Trump calls India air ‘filthy’, is not entirely off the mark


Written by Esha Roy

October 24, 2020 4:54:52 am

President Donald Trump speaks during the second and final presidential debate Thursday, Oct. 22, 2020, at Belmont University in Nashville, Tenn., with Democratic presidential candidate former Vice President Joe Biden. (AP)

In his debate against the Democrat presidential candidate Joe Biden on Thursday, US President Donald Trump, while talking about his administration’s track record on checking carbon emissions, referred to pollution levels in other countries, including India, and called their air “filthy”.

Responding to a question on how the candidates proposed to combat climate change while supporting job growth, Trump claimed the carbon emission numbers in the United States under his administration have been the best in the last 35 years. “Look at China, how filthy it is. Look at Russia, look at India… the air’s filthy. I took us out of the Paris Accord because we were going to have to spend trillions of dollars, and we were being treated very unfairly,’’ said Trump.

Trump’s comment on India’s air quality might have been unpalatable, but it is true that over the last few years, Indian cities have been recording some of the highest pollution levels in the world.

A State of the Global Air 2020 report by the Boston-based Health Effects Institute and the Institute for Health Metrics and Evaluation, released earlier this week, found that India has the highest exposure to PM 2.5 in the world (in 2019), followed closely by Nepal, Nigeria, Bangladesh and Pakistan, with India having seen an increase in PM 2.5 levels and exposure to it since 2010.

India also has one of the highest exposures to ozone in the world, behind Qatar and Nepal. India has experienced a 17 per cent increase in ozone exposure in the past decade.
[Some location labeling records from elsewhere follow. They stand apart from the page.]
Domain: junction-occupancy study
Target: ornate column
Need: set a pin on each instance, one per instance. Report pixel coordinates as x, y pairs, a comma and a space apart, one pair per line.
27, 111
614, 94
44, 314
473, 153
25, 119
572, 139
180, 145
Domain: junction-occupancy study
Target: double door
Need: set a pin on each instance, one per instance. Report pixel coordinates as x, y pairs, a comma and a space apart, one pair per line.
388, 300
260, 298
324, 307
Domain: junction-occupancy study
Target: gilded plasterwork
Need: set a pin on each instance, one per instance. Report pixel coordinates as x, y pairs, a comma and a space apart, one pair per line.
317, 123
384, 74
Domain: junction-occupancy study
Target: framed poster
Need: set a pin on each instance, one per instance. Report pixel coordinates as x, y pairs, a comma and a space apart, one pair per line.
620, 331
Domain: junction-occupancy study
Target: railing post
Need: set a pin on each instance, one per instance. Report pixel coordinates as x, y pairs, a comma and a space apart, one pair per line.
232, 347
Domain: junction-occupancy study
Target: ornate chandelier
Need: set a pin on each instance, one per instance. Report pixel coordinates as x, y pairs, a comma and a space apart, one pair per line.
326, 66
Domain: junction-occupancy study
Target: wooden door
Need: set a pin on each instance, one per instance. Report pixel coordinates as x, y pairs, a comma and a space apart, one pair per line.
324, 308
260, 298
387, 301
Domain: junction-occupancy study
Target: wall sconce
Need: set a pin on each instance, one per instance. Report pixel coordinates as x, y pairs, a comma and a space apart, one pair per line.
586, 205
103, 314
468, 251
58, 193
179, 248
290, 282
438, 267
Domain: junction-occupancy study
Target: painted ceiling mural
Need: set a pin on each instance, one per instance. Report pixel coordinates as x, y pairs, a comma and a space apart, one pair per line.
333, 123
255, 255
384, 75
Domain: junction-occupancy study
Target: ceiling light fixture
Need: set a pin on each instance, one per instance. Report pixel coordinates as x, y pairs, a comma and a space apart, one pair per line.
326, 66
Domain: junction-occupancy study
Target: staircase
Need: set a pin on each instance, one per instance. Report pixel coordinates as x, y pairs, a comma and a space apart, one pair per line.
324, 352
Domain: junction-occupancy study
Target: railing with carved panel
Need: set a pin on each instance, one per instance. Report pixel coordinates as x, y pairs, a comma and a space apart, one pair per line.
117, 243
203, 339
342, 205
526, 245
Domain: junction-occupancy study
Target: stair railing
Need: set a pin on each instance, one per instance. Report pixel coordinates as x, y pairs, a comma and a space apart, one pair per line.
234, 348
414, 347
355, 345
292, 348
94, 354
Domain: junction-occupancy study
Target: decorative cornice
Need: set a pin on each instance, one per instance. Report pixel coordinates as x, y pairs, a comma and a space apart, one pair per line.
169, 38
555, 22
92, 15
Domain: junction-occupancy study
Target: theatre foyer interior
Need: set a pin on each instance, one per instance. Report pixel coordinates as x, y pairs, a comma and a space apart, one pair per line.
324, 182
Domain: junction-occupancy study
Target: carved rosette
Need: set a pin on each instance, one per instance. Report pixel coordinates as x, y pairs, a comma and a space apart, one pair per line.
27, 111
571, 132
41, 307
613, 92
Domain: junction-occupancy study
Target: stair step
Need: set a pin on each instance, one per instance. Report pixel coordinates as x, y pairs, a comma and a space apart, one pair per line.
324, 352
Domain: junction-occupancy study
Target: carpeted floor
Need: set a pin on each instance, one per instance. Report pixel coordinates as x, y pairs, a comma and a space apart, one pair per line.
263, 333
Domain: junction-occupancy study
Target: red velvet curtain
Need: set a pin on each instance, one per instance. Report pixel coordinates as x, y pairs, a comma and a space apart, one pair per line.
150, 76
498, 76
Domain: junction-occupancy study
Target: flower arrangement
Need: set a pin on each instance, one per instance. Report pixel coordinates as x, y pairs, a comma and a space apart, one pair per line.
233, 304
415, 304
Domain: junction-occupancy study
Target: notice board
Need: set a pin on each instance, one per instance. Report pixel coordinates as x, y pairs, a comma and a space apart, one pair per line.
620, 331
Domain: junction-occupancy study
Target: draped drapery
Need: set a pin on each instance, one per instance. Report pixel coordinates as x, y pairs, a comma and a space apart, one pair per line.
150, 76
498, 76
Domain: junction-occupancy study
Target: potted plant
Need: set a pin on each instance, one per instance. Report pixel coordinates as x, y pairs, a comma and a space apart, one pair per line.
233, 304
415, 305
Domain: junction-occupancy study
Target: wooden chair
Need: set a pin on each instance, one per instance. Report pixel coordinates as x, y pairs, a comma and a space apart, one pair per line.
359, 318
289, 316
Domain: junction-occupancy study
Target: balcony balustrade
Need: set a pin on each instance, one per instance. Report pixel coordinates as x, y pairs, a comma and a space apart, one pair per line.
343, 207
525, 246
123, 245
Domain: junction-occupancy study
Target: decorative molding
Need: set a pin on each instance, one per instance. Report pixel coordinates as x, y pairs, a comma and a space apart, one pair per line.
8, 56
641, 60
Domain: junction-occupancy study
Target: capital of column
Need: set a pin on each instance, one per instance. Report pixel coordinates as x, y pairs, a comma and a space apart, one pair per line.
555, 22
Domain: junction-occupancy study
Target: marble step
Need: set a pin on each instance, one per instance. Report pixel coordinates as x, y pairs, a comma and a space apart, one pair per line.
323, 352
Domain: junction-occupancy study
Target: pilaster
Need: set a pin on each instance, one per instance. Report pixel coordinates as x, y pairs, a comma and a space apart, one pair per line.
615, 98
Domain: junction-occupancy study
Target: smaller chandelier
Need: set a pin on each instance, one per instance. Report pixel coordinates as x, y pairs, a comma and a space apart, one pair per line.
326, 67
While the US’s carbon dioxide emissions have dropped during Trump’s tenure, they are not, as he claimed, the lowest in the last 35 years. According to data from the US Environment Protection Agency, carbon dioxide emissions dropped to 5,253 million tonnes in 2017, which was the lowest since 1993, or 24 years. But the emissions rose to 5,424 million tonnes the next year, the last year for which data is available.
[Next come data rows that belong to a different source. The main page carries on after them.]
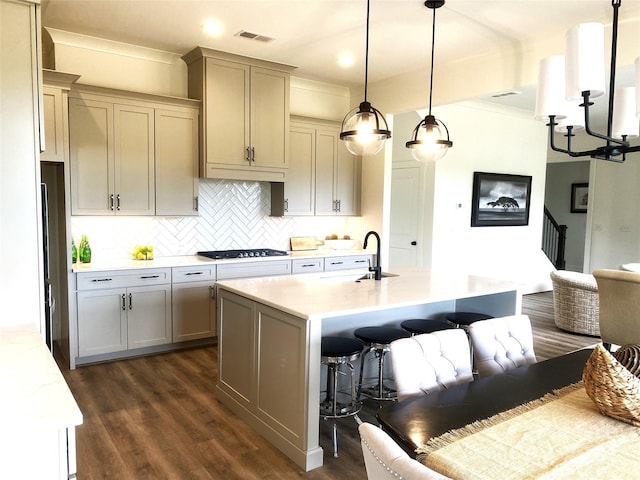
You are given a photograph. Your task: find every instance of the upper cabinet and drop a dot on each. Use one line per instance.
(324, 178)
(245, 121)
(131, 156)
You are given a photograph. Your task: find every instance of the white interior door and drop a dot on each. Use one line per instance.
(406, 215)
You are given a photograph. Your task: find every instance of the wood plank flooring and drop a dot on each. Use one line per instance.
(156, 417)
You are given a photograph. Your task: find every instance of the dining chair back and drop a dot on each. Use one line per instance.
(501, 344)
(385, 459)
(619, 306)
(430, 361)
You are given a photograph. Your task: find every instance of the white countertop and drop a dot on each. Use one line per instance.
(195, 260)
(330, 294)
(34, 392)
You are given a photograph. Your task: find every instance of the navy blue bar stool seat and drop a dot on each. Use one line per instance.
(378, 340)
(464, 319)
(416, 326)
(336, 352)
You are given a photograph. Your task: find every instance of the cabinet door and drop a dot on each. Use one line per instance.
(347, 181)
(176, 162)
(102, 322)
(326, 153)
(134, 160)
(53, 125)
(149, 316)
(269, 117)
(299, 189)
(227, 112)
(194, 311)
(91, 157)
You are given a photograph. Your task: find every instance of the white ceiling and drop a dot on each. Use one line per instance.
(311, 34)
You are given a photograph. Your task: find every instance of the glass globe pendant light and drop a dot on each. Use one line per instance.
(430, 139)
(365, 130)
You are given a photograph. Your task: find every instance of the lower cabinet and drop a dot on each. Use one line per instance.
(194, 311)
(121, 319)
(123, 310)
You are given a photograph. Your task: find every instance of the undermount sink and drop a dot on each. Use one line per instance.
(370, 276)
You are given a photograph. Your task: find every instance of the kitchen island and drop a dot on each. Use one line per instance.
(270, 331)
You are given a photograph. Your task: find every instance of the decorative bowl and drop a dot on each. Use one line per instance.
(341, 244)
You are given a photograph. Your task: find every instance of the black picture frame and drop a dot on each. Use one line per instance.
(500, 200)
(579, 197)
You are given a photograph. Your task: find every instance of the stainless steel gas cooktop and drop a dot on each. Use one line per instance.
(244, 253)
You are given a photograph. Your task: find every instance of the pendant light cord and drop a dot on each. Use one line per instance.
(366, 56)
(433, 42)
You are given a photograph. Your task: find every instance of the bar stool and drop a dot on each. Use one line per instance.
(417, 326)
(377, 340)
(464, 319)
(337, 351)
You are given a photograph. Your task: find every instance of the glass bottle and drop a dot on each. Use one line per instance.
(85, 250)
(74, 251)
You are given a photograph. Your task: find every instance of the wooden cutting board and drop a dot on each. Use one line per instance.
(303, 243)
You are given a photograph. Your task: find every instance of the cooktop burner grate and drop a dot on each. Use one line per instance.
(244, 253)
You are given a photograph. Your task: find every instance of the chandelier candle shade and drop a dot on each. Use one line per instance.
(572, 81)
(430, 139)
(365, 131)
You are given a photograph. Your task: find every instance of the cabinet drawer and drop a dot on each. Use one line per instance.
(193, 274)
(307, 265)
(346, 262)
(123, 278)
(253, 269)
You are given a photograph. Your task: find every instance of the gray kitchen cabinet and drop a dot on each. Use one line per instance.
(245, 117)
(323, 178)
(111, 158)
(193, 303)
(176, 136)
(307, 265)
(132, 156)
(123, 310)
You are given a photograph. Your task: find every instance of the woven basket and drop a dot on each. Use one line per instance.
(629, 356)
(613, 388)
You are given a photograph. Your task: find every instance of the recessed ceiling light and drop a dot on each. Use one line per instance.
(212, 27)
(346, 59)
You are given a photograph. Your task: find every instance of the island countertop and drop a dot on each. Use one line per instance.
(332, 294)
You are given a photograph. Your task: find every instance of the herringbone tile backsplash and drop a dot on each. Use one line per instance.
(233, 214)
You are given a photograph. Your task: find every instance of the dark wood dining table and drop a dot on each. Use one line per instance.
(413, 422)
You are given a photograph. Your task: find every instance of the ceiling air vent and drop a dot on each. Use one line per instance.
(254, 36)
(505, 94)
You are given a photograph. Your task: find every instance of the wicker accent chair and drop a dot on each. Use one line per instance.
(620, 299)
(575, 302)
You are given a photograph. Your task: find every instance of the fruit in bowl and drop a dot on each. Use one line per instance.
(143, 252)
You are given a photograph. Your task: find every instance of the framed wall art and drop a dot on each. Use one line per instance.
(500, 200)
(579, 197)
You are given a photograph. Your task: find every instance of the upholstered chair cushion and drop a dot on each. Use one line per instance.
(384, 459)
(430, 361)
(501, 344)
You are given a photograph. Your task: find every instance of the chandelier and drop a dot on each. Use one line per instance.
(567, 84)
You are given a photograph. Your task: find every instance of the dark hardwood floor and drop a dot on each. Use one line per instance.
(156, 417)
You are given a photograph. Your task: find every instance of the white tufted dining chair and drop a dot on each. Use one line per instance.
(384, 459)
(501, 344)
(430, 361)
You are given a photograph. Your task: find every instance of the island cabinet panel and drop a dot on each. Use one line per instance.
(237, 325)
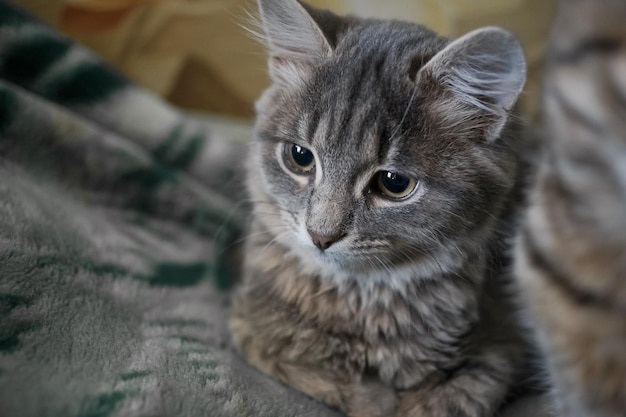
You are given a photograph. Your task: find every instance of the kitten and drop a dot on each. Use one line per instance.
(383, 176)
(571, 253)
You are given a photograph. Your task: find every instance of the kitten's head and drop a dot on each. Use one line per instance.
(378, 142)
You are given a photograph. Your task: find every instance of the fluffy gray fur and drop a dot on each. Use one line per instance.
(406, 313)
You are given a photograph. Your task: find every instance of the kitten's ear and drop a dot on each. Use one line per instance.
(482, 74)
(295, 40)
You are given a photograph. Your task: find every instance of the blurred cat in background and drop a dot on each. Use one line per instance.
(571, 250)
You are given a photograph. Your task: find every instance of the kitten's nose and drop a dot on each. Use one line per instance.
(324, 242)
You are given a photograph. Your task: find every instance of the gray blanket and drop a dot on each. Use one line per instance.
(120, 219)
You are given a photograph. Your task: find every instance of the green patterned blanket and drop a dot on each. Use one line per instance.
(119, 223)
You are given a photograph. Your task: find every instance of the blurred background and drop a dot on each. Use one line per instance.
(196, 54)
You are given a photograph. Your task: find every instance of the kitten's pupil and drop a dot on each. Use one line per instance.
(302, 156)
(298, 158)
(395, 185)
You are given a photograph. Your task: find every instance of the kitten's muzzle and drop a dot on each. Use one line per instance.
(324, 242)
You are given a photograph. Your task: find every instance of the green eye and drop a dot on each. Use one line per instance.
(300, 159)
(395, 186)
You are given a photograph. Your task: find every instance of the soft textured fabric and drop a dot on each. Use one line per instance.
(120, 219)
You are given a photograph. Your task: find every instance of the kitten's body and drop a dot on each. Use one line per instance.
(571, 253)
(402, 309)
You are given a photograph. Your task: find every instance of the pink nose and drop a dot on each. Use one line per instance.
(324, 242)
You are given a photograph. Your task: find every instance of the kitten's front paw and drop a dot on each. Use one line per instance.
(372, 399)
(438, 402)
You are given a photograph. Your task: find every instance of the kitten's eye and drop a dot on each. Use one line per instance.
(395, 186)
(300, 159)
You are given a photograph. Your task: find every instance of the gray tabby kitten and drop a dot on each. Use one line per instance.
(382, 177)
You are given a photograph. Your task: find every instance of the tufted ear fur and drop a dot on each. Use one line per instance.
(295, 40)
(481, 74)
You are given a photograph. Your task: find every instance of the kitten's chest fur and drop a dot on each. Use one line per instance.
(402, 333)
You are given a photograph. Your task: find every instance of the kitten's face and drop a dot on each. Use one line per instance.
(352, 168)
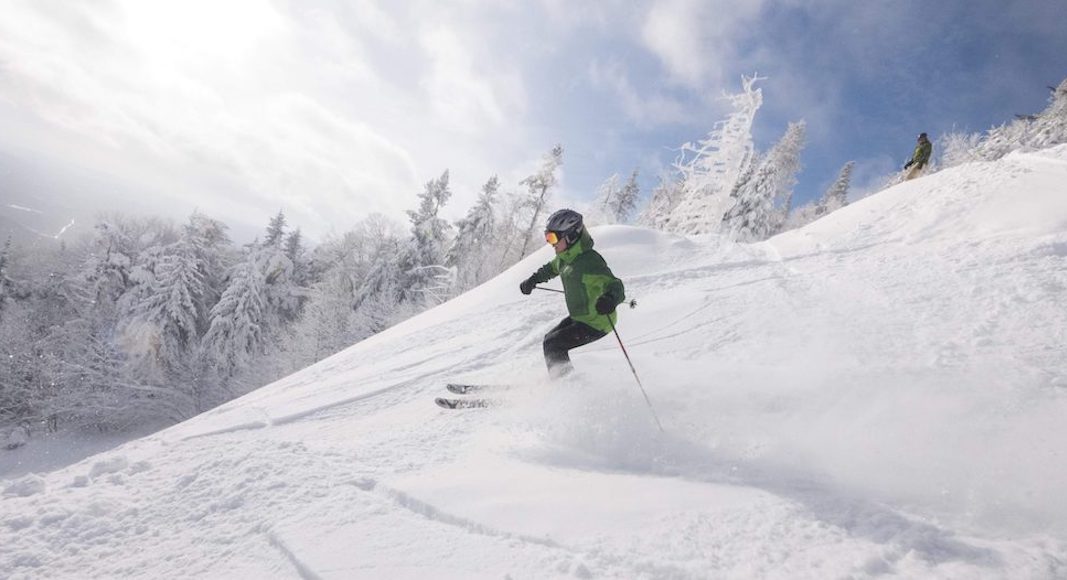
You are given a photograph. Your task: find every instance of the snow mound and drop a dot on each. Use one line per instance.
(878, 393)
The United States still continues to be second biggest emitter of greenhouse gases after China. Its total greenhouse gas emissions (carbon dioxide and others) was more than 6.6 billion tonnes in 2018.

India is the third biggest emitter of greenhouse gases in the world, but its total emissions are less than half that of the US. According to the Global Carbon Budget report for 2019, India’s estimated total emissions for the year 2018 was only 2.65 billion tonnes. India’s per capita emissions, according to this report, was one-eighth that of the US.
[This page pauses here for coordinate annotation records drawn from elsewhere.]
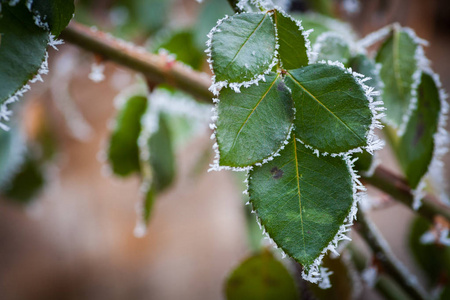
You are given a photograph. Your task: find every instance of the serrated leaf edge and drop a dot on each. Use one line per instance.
(5, 113)
(314, 273)
(436, 172)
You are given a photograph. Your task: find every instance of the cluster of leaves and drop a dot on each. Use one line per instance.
(276, 111)
(294, 120)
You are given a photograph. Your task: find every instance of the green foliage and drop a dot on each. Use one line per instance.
(301, 199)
(322, 97)
(261, 277)
(397, 57)
(268, 106)
(415, 149)
(243, 47)
(22, 49)
(123, 152)
(292, 51)
(56, 14)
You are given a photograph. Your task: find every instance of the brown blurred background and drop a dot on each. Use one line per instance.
(76, 241)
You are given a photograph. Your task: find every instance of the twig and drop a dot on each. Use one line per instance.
(158, 70)
(390, 263)
(397, 187)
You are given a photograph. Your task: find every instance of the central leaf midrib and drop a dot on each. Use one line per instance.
(245, 42)
(299, 194)
(317, 100)
(253, 110)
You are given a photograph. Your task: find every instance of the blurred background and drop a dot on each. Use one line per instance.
(74, 239)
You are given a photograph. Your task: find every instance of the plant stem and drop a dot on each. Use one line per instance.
(390, 263)
(157, 69)
(397, 187)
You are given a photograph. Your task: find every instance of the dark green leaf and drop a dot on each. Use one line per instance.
(183, 46)
(261, 277)
(123, 151)
(12, 148)
(162, 158)
(254, 123)
(397, 57)
(302, 200)
(364, 162)
(331, 46)
(292, 51)
(56, 14)
(22, 49)
(149, 200)
(242, 47)
(433, 259)
(27, 183)
(341, 281)
(332, 111)
(366, 66)
(416, 146)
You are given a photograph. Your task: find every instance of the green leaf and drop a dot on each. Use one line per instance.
(261, 277)
(397, 57)
(302, 200)
(253, 124)
(12, 148)
(415, 149)
(292, 51)
(162, 158)
(341, 281)
(433, 259)
(23, 48)
(123, 151)
(26, 184)
(56, 14)
(331, 46)
(242, 47)
(332, 111)
(364, 162)
(182, 45)
(366, 66)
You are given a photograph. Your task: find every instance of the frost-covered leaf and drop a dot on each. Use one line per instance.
(162, 158)
(242, 47)
(22, 49)
(415, 149)
(53, 15)
(261, 277)
(253, 124)
(302, 200)
(342, 284)
(26, 183)
(292, 51)
(364, 162)
(332, 46)
(397, 57)
(123, 151)
(366, 66)
(182, 45)
(433, 259)
(332, 111)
The withdrawal from the 2015 Paris Agreement was something that Trump had promised during his election campaign. A year and a half after becoming President, in June 2017, Trump made good on his promise, making the US the first country to pull out of the agreement that seeks to keep global average temperatures from rising beyond 2 degree Celsius compared to pre-industrial levels.

The US was not a part of the Kyoto Protocol either, having decided not to ratify the agreement that was the predecessor to the Paris pact.

Union Minister for Environment, Forests and Climate Change, Prakash Javadekar has, time and time again, along with leaders of other countries, pointed to the role that richer, developed countries needed to play in shouldering the financial burden of climate change.

At the meeting of BASIC (Brazil, South Africa, India and China) nations in Sao Paulo as well as the COP 25 meet in Madrid last year, Javadekar had pointed out that the developed world had over the past decade promised USD 1 trillion to developing countries to combat climate change, of which only close to two per cent had been paid.

The Indian government has also maintained that the technology transfer promised as part of climate change mitigation measures had not materialised.

However, the good news from the recent State of the Global Air report is that both India and China have reduced household exposure to air pollution, which is now being considered a leading contributor to maternal and infant mortality rates. India has reduced this exposure from 73 per cent to 61 per cent over the past decade.

Last year, India launched a National Clean Air Programme that seeks to reduce pollutant levels by 20 to 30 per cent by year 2024 in over 100 cities.

In April 2020, the country initiated a switch to Bharat Stage VI (BS-VI) vehicle emission standards, which is expected to bring benefits over the next few years.